A Ordem dos Médicos vai criar uma comissão que estude alternativas ao actual sistema de baixas. O objectivo, segundo explicou ao PÚBLICO o bastonário da Ordem dos Médicos, é fazer chegar à tutela algumas propostas que responsabilizem mais o cidadão, “introduzam transparência” e que evitem o “enorme” número de baixas que continuam a ser levantadas todos os anos pelas juntas médicas: só este ano já são quase 45 mil.
O bastonário José Manuel Silva refere que a Ordem dos Médicos pretende “criar um grupo de reflexão sobre atestados e baixas” que deverá encontrar soluções para evitar o estigma que recai sobre os médicos de família quando uma baixa é levantada por uma junta médica.
A ideia, acrescenta o mesmo responsável, passa por criar um organismo autónomo que “em tempo útil verifique a existência da doença e responsabilize mais os cidadãos”.

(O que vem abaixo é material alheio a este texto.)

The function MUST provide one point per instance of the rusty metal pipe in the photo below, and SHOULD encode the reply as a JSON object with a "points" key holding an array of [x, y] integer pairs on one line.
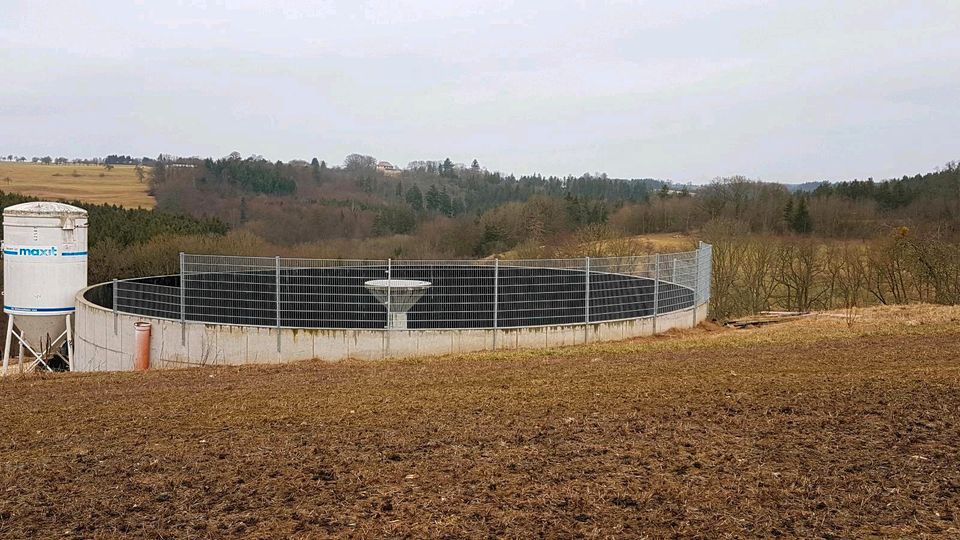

José Manuel Silva exemplifica: muitas vezes, “há tempos completamente diferentes” entre o momento em que o médico passa uma baixa e a altura em que esse mesmo doente é visto por uma junta médica. “Nem todas as baixas têm fundamentos clinicamente objectivos e que podem ser comprovados com exames complementares de diagnóstico. Muitos doentes cuja baixa é levantada se calhar melhoraram com o repouso ou não são analisados na sua globalidade”, disse. No ano passado foram cerca de 67 mil as baixas levantadas e este ano o número já chega quase às 45 mil. Em 2010, a poupança chegou aos quatro milhões de euros.
Ainda assim, o bastonário reconhece que há efectivamente situações de baixas que não deveriam existir. “Há uma pressão enorme sobre o médico de família, que nem sempre tem facilidade em comprovar as queixas dos doentes que vê regularmente e com quem tem uma relação de confiança. Funciona um pouco como nos tribunais e, em caso de dúvida, beneficia-se o doente. Por exemplo, não há aparelhos que meçam a dor e acabamos por ter de acreditar no doente que temos à nossa frente e que diz que mal consegue andar com uma dor nas costas”, acrescentou.
Verificar em vez de atestar
Para José Manuel Silva a criação de um organismo independente e com capacidade de agir em tempo útil numa perspectiva de “verificação” das situações de baixa “retiraria pressão do Serviço Nacional de Saúde e dos médicos e responsabilizaria mais os doentes”, já que as situações de mentira por parte dos cidadãos implicariam punições.
“Ainda não há ideias concretas fechadas. Para isso é que vamos criar uma comissão. Mas temos a percepção de que é necessário esse tal organismo independente do Estado, dos trabalhadores e dos patrões e a quem todos possam recorrer e pedir para verificar as situações. Acredito que desta forma haja maior ponderação e sentido de responsabilidade nas queixas dos doentes”, reiterou.
A ideia surge na sequência de algumas mudanças que a Ordem dos Médicos gostaria de ver reflectidas em termos de atestados médicos e que José Manuel Silva avançou ao PÚBLICO em Outubro. Na altura o bastonário explicou que irá apresentar ao Ministério da Saúde nos próximos meses uma proposta que passa por reduzir o número de situações em que é necessário atestado médico.
Em casos como gripes, constipações ou enxaquecas, basta que sejam os cidadãos a assinar uma declaração em como estão ou estiveram doentes. E se a entidade patronal tiver dúvidas, deve poder accionar um mecanismo rápido para mandar uma junta médica a casa do trabalhador.
“Se um trabalhador liga a dizer que está doente, se o empregador o conhece e tem confiança nele, aceita e considera a falta justificada. Quando tiver dúvidas, tem de ter um mecanismo para accionar a ida a casa de uma junta médica”, explicou na altura o bastonário, considerando que uma situação de mentira poderá então conduzir a um despedimento por justa causa.